Por ELISABETH ROSENTHAL
O navio de carga Ebba Maersk levou mais de um mês para navegar da Alemanha até Guangdong, na China, onde descarregou em uma sexta-feira recente -uma semana a mais do que demorava dois anos atrás. Mas, para a proprietária do navio, a gigante dinamarquesa da navegação Maersk, a demora representa um progresso.
Em uma cultura global dominada pela velocidade, da entrega de encomendas em 24 horas aos trens-bala e aos saques em caixas automáticos, a companhia adotou um slogan de vendas que poderá assustar clientes corporativos apressados: devagar é melhor.
Ao cortar pela metade suas velocidades máximas de cruzeiro nos últimos dois anos, a Maersk reduziu o consumo de combustível nas principais rotas em até 30%, baixando muito os custos. E a companhia também conseguiu um corte equivalente nas emissões de gases-estufa dos navios.
"O enfoque anterior era no preço e na rapidez da entrega", disse Soren Stig Nielsen, diretor de sustentabilidade da Maersk, salientando que a prática começou em 2008, quando o preço do barril de petróleo saltou para US$ 145. "Mas, hoje, existe uma terceira dimensão", disse. "Qual é a pegada de CO2?"

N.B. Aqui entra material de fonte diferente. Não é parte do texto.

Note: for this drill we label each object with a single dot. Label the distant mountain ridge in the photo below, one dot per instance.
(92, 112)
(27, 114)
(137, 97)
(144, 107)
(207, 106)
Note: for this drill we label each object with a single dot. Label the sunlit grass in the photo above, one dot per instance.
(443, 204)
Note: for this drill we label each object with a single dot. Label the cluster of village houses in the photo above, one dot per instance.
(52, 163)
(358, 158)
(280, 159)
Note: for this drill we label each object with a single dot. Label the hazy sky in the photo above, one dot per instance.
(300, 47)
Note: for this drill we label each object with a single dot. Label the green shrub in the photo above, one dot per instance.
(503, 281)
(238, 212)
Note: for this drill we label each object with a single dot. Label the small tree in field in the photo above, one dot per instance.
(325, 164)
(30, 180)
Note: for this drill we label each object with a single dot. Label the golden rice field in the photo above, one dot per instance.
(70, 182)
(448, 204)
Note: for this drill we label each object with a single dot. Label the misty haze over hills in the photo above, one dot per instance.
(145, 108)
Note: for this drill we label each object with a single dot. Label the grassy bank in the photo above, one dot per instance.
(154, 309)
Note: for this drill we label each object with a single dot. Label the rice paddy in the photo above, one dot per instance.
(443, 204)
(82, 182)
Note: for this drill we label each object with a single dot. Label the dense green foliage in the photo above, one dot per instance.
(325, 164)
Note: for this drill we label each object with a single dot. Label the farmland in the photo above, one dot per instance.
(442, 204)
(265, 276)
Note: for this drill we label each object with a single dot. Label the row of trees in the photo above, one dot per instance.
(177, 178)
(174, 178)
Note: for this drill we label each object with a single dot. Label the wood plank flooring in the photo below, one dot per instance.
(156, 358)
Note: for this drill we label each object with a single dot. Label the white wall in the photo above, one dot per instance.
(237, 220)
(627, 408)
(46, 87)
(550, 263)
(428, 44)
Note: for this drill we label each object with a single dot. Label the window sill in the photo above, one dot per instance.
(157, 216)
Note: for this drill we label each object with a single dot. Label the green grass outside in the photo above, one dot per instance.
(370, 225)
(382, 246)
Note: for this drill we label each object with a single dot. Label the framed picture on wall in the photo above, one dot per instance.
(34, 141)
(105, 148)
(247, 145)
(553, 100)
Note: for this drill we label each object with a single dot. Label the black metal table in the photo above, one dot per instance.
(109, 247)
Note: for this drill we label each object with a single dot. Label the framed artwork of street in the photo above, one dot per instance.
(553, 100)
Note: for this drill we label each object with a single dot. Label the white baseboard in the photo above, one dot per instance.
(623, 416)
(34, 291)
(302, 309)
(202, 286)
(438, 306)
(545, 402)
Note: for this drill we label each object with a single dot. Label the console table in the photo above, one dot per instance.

Viajar mais lentamente, acrescentou, é "uma ótima oportunidade" para cortar emissões "sem um salto em inovação".
As emissões dos transportes dispararam nas últimas três décadas, enquanto o comércio global crescia rapidamente.
O mantra era "preciso disso agora". Mas o resultado é que aviões, navios, carros e caminhões costumam viajar em velocidades muito acima da eficiência máxima de consumo. Reduzir as velocidades diminui as emissões porque reduz o empuxo e o atrito. Esse princípio é verdadeiro no ar e na terra. Os aviões poderiam reduzir as emissões desacelerando 10%, acrescentando apenas cinco ou seis minutos a uma viagem entre Nova York e Boston ou entre Copenhague e Bruxelas, disse Peder Jensen, especialista em transporte da Agência Ambiental Europeia.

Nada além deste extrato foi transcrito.